4ª O autor, aqui recorrente em 25 de Setembro de 2022 23:35, solicitou ao Senhor Presidente do Conselho Distrital do ... da Ordem dos Advogados, por email (...@...), a substituição do patrono, no processo 289/20.9BEMDL. Cfr. Doc. n° ... que se anexa
5ª A Ordem dos Advogados, Conselho Regional ..., Centro de Apoio Jurídico e Judiciário em 25 de Outubro de 2022, notificou o autor da substituição do patrono.
6ª O autor, contactou o patrono nomeado em substituição.
7ª O novo patrono, como desconhecia o objeto do processo, em 04-11-2022, Referência: ...78, via SITAF, apresentou requerimento, a solicitar o acesso ao Processo no SITAF, requereu também a concessão de prazo de pelo menos 30 dias, par análise, estudo do processo, para apresentar eventual recurso, enviando em anexo o comprovativo da nomeação pela Ordem dos Advogados.
8ª Em 15-11-2022, Referência: ...46, o meritíssimo Juiz do Tribunal Administrativo e Fiscal de Mirandela Proferiu Despacho, agora aqui em crise.
9ª No Despacho proferido o Meritíssimo Juiz, indeferiu o requerido pelo autor, considerando em suma que não pode ser prorrogado um prazo que já não estava em curso, aquando da nomeação do novo patrono em 25 de Outubro de 2022.
10ª O Apoio Judiciário tem como principal finalidade, assegurar que a ninguém seja dificultado ou impedido, designadamente por insuficiência de meios económicos, o conhecimento, o exercício ou a defesa dos seus direitos, nos termos do disposto no art. 1° da LADT.
11ª Nos termos do disposto no art. 2° da LADT, o acesso ao direito e aos tribunais constitui uma responsabilidade do Estado.
12ª O requerimento, enviado pelo autor, à Ordem dos Advogados por email (...@...), em 25 de Setembro de 2022 23:35, a solicitar a substituição do patrono, foi apresentado tempestivamente, dentro do prazo, nos termos do disposto no art. 32° da LADT.
13ª O autor, aqui recorrente desconhece qual o motivo pela qual a Ordem dos Advogados, só em 25 de Outubro de 2022, notifica o autor da nova nomeação de patrono para substituir o anterior.
14ª Com o devido respeito e salvo melhor opinião, o autor não pode ser prejudicado, por motivo alheio à sua vontade.
15ª O Direito de acesso aos Tribunais e ao Recurso, é um Direito Constitucionalmente consagrado.
16ª Acresce que, somos também de opinião que se verifica também justo impedimento nos termos do disposto no artigo 140° do CPC, o que para os devidos e legais efeitos se requer;
17ª O justo impedimento é resultado da nomeação tardia da Ordem dos Advogados, em completo prejuízo do Beneficiário de Apoio judiciário, ou seja, o beneficiário não pode ser impedido de praticar atos, que a lei lhe confere por circunstâncias alheias à sua vontade.
18ª Está também em causa interesses públicos, designadamente da segurança e da certeza jurídica.
19ª Nesse sentido, deve ser concedido a prorrogação de prazo, de pelo menos 30 dias, para análise, estudo do processo, e para apresentar eventual recurso.
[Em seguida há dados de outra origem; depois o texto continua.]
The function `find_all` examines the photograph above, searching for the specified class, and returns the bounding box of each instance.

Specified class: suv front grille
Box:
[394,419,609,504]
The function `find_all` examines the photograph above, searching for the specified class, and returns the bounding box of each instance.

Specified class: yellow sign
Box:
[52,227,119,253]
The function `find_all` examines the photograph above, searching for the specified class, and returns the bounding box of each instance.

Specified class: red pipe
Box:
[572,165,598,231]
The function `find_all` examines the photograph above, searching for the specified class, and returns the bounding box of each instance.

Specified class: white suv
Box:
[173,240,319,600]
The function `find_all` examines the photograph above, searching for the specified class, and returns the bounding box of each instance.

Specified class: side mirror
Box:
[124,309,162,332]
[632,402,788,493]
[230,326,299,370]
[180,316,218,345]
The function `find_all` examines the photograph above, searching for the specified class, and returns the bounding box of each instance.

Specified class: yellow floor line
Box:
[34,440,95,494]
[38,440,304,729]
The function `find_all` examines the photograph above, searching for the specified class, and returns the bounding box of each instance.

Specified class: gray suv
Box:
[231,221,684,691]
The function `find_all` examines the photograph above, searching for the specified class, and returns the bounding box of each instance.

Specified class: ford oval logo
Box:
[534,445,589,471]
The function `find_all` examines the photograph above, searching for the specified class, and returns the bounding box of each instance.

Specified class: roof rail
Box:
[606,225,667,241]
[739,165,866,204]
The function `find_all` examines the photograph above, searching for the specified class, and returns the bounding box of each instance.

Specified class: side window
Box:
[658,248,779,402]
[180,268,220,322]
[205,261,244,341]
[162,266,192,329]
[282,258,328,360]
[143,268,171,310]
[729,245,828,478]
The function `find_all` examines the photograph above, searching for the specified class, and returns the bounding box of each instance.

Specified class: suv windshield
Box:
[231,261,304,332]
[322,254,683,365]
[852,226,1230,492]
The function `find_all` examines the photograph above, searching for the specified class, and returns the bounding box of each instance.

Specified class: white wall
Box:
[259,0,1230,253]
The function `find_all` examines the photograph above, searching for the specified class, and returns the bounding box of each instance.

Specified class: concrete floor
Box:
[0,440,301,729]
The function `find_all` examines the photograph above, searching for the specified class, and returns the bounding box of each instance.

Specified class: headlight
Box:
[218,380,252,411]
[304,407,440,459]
Nestes termos e nos demais de direito, que serão supridos, ao presente recurso deve ser concedido integral provimento, com a consequente revogação do Despacho recorrido, e

Assim se fazendo a já costumada Justiça

Não foram juntas contra-alegações.
A Senhora Procuradora Geral Adjunta notificada, nos termos e para os efeitos do artigo 146º/1 do CPTA, emitiu parecer no sentido do não provimento do recurso.
Cumpre apreciar e decidir.

FUNDAMENTOS
Conforme jurisprudência firmada, o objeto de recurso é delimitado pelas conclusões da alegação do apelante, não podendo o tribunal superior conhecer de matérias nelas não incluídas, a não ser que as mesmas sejam de conhecimento oficioso - cfr. artigos 144.º, n.º 2 e 146.º, n.º 4 do Código de Processo nos Tribunais Administrativos (CPTA), 608.º, n.º 2, 635.º, nºs 4 e 5 e 639.º, nºs 1 e 2, do CPC ex vi artigos 1.º e 140.º do CPT.
Sem embargo, por força do artigo 149.º do CPTA, o tribunal ad quem, no âmbito do recurso de apelação, não se quedará por conhecer a sentença recorrida, conquanto ainda que a declare nula, decidirá “sempre o objeto da causa, conhecendo de facto e de direito”.
Assim,
As questões decidendas consistem:
a) em apurar se o pedido de substituição do patrono nomeado interrompe o prazo para apresentação de recurso,
b) se se verifica o justo impedimento.
Vejamos:
Como o prevê o artº 32º nº 2 da LADT o beneficiário do apoio judiciário pode, em qualquer processo, requerer à Ordem dos Advogados a substituição do patrono nomeado, fundamentando o seu pedido.
Deferido o pedido de substituição do patrono, resulta do disposto no nº 2 deste preceito, que se aplicam “com as devidas adaptações”, os termos dos artigos 34.º e seguintes da LADT.
Pretende o Recorrente que o pedido de substituição do patrono que lhe tinha sido nomeado interrompa o prazo para interposição de recurso, prazo esse que se reinicia com a notificação da decisão que deferiu este pedido, in casu em 25-10-2022, por remissão do aludido preceito para o artº 34º nº 2 da LADT, o qual dispõe que o “pedido de escusa, formulado nos termos do número anterior e apresentado na pendência do processo, interrompe o prazo que estiver em curso, com a junção dos respectivos autos de documento comprovativo do referido pedido, aplicando-se o disposto no n.º 5 do artigo 24.º.”
Como bem observa a Senhora PGA não é, no entanto, esta a interpretação que deve ser dada ao artº 32º nº 2 do citado Diploma. O aludido normativo manda atender ao disposto nos artigos 34º e segs. com as devidas adaptações, deferido que for o pedido de substituição de patrono. Porém, a apresentação deste pedido não interrompe novamente o prazo em curso.
Com efeito, o prazo em curso reinicia-se com a notificação ao patrono da sua nomeação, desde que o requerente do apoio conheça a nomeação por dela ter sido notificado (Ac. do TC. nº 515/2020 de 13/10), cabendo ao patrono nomeado e enquanto não for substituído praticar o acto em causa, uma vez que até à sua substituição mantém todos os deveres inerentes à nomeação, podendo ser responsabilizado, a nível disciplinar e em sede de responsabilidade civil, pelo seu não cumprimento e pelos eventuais danos que resultem dessa omissão.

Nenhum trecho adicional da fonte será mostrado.